FeatureDataCleaner

from eflow.data_pipeline_segments.feature_data_cleaner import FeatureDataCleaner

class FeatureDataCleaner(segment_id=None, create_file=True)[source]

Designed for a multipurpose data cleaner.

drop_feature(df, df_features, feature_name, _add_to_que=True)[source]

Drop a feature in the dataframe.

Args:
df: pd.Dataframe

Pandas Dataframe

df_features: DataFrameType from eflow

Organizes feature types into groups.

feature_name: string

Name of the feature in the datatframe

_add_to_que: bool

Pushes the function to pipeline segment parent if set to ‘True’.

fill_nan_by_distribution(df, df_features, feature_name, percentile, z_score=None, _add_to_que=True)[source]

Fill nan by the distribution of data.

Args:
df: pd.Dataframe

Pandas Dataframe

df_features: DataFrameType from eflow

Organizes feature types into groups.

feature_name: string

Name of the feature in the datatframe

percentile: float or int

z_score:

_add_to_que: bool

Pushes the function to pipeline segment parent if set to ‘True’.

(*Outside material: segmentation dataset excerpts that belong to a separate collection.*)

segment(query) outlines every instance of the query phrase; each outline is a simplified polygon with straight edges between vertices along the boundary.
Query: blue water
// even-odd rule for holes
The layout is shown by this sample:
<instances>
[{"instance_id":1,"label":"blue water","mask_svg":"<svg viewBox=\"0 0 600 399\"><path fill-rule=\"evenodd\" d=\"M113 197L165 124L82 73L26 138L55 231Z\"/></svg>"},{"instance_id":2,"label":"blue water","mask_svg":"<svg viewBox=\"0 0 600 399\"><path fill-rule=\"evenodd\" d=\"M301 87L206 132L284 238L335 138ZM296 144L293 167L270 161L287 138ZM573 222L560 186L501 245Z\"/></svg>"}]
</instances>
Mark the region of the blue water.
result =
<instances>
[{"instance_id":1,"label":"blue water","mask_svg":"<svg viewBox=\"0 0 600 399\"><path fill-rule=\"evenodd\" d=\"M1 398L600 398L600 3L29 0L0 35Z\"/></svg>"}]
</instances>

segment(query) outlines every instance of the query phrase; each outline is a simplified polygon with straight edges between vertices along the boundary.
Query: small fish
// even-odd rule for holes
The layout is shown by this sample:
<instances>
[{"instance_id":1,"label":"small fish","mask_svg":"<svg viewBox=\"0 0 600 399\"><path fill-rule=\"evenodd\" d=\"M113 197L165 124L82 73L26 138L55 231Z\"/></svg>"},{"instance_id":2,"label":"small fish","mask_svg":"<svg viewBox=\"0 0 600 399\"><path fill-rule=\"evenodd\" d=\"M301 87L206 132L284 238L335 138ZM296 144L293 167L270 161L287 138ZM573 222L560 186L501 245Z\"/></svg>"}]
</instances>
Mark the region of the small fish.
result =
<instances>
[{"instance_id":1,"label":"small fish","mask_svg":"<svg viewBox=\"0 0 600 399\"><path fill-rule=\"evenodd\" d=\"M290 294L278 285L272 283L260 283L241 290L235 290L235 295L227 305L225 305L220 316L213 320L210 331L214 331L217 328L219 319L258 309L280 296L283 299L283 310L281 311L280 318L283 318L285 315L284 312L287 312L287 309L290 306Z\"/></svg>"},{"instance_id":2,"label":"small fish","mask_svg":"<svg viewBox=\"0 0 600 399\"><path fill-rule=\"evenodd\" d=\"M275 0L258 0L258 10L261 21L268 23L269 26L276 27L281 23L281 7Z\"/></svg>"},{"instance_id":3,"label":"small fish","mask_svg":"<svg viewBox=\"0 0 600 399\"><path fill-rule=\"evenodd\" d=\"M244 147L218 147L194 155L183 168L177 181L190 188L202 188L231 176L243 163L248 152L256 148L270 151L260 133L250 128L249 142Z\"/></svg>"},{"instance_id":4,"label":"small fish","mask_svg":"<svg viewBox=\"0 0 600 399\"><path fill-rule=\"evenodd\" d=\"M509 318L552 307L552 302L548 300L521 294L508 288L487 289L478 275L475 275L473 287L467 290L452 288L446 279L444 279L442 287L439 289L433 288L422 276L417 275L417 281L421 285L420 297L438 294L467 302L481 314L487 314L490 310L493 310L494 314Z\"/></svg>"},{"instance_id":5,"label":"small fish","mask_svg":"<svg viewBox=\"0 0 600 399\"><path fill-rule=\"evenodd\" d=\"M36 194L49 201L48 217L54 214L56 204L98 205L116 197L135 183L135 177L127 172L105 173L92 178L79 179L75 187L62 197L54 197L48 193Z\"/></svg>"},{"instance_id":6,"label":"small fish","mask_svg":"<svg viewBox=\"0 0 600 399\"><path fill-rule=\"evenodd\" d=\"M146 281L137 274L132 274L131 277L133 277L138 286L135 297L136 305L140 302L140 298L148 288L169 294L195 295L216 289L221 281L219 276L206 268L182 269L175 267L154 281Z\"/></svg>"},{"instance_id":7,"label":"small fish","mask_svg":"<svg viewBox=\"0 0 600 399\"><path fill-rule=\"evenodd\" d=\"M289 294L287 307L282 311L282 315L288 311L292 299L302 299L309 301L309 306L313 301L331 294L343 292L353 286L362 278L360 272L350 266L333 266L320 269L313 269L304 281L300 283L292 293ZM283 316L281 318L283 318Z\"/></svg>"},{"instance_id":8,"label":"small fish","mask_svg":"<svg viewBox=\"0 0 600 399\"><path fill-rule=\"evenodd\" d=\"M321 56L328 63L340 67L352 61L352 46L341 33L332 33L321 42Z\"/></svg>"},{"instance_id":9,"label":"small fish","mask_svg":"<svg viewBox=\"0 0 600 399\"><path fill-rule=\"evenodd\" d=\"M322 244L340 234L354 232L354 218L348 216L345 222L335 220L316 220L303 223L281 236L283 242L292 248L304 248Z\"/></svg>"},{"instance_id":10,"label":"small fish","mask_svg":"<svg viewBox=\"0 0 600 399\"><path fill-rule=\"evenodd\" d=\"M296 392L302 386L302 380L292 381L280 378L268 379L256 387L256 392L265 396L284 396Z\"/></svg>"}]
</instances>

ignore_feature(df, df_features, feature_name, _add_to_que=True)[source]

Ignore the given feature.

Args:
df: pd.Dataframe

Pandas Dataframe

df_features: DataFrameType from eflow

Organizes feature types into groups.

feature_name: string

Name of the feature in the datatframe

_add_to_que: bool

Pushes the function to pipeline segment parent if set to ‘True’.

make_nan_assertions(df, df_features, feature_name, _add_to_que=True)[source]

Make nan assertions for boolean features.

Args:
df: pd.Dataframe

Pandas Dataframe

df_features: DataFrameType from eflow

Organizes feature types into groups.

feature_name: string

Name of the feature in the datatframe

_add_to_que: bool

Pushes the function to pipeline segment parent if set to ‘True’.

remove_nans(df, df_features, feature_name, _add_to_que=True)[source]

Remove rows of data based on the given feature.

Args:
df: pd.Dataframe

Pandas Dataframe

df_features: DataFrameType from eflow

Organizes feature types into groups.

feature_name: string

Name of the feature in the datatframe

_add_to_que: bool

Pushes the function to pipeline segment parent if set to ‘True’.

run_widget(df, df_features, nan_feature_names=[])[source]
df:

A pandas dataframe object

df_features:

DataFrameTypes object; organizes feature types into groups.

Returns:

Returns a UI widget to create a JSON file for cleaning.